Vault-protected agent credentials

Credentials you set in an agent’s env_vars are vault-protected. The platform encrypts them at rest in the database. At session boot time, the harness receives stub values and the vault sidecar receives the real values. The swap happens transparently for every outbound request, on every session, for the lifetime of the agent.
This means you can store a long-lived GITHUB_TOKEN or API key in an agent’s env_vars without worrying that any future session will expose the real value to the agent process.

Example: comparing what the agent sees vs what reaches the destination

The following example shows what happens when an agent calls the LiteLLM gateway.

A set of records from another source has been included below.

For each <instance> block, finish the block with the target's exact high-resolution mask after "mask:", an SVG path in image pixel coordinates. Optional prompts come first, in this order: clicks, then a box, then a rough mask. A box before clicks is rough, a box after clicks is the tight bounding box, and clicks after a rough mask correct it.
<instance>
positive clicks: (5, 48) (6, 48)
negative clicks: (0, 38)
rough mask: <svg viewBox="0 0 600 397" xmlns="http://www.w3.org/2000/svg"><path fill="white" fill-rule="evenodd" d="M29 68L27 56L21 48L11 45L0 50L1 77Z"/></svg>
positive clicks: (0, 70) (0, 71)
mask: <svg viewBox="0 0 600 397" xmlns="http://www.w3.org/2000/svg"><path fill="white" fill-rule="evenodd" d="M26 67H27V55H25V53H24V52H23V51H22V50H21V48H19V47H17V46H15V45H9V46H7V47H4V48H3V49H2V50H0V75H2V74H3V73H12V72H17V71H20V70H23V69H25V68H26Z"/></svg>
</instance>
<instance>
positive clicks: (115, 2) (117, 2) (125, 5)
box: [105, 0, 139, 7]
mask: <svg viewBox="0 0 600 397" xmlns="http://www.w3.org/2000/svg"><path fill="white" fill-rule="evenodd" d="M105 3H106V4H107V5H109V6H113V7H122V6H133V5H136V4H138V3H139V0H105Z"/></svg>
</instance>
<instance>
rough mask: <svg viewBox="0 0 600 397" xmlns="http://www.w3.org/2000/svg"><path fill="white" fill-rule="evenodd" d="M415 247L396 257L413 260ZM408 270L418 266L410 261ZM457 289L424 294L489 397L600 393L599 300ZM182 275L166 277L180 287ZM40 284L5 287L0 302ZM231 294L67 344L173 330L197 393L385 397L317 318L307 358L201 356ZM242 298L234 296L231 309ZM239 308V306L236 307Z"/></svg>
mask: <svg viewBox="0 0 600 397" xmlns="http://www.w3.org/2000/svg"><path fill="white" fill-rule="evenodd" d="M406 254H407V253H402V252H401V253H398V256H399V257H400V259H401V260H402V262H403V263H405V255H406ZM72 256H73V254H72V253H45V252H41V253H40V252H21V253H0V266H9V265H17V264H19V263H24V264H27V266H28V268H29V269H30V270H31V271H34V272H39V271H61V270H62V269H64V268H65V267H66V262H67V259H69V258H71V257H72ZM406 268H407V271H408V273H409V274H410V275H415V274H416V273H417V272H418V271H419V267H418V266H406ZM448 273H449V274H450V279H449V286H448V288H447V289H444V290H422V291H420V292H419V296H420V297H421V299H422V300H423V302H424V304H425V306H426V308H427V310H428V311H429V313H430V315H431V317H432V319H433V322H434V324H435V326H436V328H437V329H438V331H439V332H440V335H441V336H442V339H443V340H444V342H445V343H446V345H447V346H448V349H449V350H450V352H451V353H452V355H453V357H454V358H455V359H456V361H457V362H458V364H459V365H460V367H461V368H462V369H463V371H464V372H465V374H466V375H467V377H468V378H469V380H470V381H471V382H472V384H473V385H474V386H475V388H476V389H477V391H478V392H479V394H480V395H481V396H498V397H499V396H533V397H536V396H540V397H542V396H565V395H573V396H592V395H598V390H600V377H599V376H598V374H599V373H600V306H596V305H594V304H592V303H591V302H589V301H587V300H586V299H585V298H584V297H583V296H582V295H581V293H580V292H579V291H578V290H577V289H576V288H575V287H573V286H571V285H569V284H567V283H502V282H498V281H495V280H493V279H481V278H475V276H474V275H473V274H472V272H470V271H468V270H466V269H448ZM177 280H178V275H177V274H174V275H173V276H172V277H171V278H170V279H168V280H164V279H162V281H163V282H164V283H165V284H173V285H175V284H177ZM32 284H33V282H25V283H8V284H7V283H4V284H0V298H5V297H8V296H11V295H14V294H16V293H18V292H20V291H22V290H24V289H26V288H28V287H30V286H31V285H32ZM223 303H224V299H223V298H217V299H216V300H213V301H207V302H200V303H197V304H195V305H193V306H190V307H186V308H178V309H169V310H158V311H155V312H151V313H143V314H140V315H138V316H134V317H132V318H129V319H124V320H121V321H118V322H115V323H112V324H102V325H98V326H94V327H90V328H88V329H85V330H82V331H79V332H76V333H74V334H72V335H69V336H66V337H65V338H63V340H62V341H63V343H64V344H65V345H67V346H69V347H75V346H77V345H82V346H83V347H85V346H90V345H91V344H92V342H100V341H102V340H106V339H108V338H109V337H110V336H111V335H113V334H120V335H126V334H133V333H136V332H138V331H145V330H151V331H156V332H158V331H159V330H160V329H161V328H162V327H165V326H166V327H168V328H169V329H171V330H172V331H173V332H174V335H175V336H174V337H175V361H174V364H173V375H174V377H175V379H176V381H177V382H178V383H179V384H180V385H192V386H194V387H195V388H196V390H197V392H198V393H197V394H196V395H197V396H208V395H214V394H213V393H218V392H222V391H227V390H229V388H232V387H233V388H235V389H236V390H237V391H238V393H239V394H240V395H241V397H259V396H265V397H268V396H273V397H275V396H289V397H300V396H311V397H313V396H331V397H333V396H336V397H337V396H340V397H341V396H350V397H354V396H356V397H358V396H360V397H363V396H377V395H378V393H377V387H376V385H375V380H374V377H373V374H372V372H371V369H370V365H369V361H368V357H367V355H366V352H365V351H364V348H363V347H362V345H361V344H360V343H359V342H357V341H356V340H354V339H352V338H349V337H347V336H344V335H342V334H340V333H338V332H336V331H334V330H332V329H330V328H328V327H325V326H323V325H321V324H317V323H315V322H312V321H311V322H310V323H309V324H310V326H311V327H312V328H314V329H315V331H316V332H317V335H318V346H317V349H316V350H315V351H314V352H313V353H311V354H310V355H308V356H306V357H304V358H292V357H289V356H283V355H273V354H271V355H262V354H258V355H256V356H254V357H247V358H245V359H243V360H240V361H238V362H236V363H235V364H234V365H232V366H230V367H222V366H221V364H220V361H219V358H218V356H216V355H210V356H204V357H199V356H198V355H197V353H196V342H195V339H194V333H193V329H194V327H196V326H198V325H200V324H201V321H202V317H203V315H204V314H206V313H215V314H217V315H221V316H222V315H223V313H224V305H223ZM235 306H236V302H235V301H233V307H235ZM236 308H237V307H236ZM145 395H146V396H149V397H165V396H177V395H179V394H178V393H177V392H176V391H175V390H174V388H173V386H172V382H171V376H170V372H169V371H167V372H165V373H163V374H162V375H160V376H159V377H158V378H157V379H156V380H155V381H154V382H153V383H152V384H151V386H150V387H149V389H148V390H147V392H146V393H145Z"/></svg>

What the harness process holds in its environment:
echo $LITELLM_API_KEY
# stub_litellm_bb20
What the harness sends in the request header (the stub):
Authorization: Bearer stub_litellm_bb20
What the vault sidecar forwards to the LiteLLM gateway (the real value, swapped inline):
Authorization: Bearer sk-real-litellm-key-...
The gateway receives the real key and responds normally. The harness never knows the substitution happened.